To ensure that supplemental health plan participants receive the benefits they are entitled to under their policies, most carriers are digging into questions like:
- How can they identify disability and leave claimants who are also enrolled in one or more supplemental health product(s)?
- Is there a way to leverage the claim information obtained during the leave and disability claim process(es) to pay supplemental health claims without having to request redundant or additional medical information?

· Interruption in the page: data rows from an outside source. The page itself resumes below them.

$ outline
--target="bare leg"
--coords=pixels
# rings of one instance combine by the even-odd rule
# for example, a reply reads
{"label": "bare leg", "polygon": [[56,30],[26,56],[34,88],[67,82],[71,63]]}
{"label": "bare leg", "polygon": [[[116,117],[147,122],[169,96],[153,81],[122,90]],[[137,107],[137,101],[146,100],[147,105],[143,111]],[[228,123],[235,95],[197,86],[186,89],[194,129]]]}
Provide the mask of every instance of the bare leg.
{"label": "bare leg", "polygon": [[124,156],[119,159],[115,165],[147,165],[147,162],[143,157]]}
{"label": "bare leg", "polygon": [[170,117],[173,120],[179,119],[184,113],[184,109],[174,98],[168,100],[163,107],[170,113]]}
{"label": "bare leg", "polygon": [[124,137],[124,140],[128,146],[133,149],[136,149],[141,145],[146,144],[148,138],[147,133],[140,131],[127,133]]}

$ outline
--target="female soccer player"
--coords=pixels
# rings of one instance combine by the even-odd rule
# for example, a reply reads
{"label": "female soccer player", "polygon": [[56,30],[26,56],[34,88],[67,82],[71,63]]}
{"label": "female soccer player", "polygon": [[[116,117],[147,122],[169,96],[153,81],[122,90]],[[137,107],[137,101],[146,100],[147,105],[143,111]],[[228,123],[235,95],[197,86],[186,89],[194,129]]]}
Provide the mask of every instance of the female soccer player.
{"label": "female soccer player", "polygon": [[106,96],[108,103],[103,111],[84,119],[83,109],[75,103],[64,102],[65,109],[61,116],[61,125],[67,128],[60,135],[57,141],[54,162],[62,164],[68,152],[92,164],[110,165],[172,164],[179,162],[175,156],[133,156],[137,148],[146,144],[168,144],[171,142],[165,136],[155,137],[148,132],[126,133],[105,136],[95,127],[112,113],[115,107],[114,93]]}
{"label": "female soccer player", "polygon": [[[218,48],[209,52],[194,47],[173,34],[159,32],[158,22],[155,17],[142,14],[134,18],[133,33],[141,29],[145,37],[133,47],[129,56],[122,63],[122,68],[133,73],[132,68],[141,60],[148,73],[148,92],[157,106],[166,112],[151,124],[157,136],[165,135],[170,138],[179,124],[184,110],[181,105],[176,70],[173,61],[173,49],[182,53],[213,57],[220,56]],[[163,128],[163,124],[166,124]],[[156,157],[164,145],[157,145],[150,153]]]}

Carriers are also reviewing their processes to find efficiencies and create a better claimant experience. This internal retrospection has led to things like coordinated leave, disability, and supplemental health claim intake and the sharing of medical information across all claims. Many carriers are not only building out coordinated claim paths and workflows for leave, disability, and supplemental health claims, but they are also having their leave and disability claim specialists conduct routine analysis of current leave and disability claim files to see what other coverages an insured is eligible for and whether the medical information on file could be used to adjudicate the corresponding supplemental health benefit claims. Some carriers who have access to medical claim files offer auto-generated notifications, which are sent to supplemental health plan participants, reminding them of their supplemental health benefits based on the medical claim data. Software and technology companies as well as third-party administrators (TPAs) who often handle leave benefit administration are also focused on product improvements in the areas of artificial intelligence (AI), automations, self-service portals, communications, intake, and reporting. All these claim process adaptations alleviate steps for the insured and make it easier, overall, for them to know what benefits are available and be able to utilize them. They also help claimants to maximize the value of the benefits for which they are paying and enhance the customer experience that is top of mind for employers of all types, sizes, and industries.
1 Spring Consulting Group. 2022-2023 Integrated Disability, Absence, and Health and Productivity Vendor Benchmarking Survey.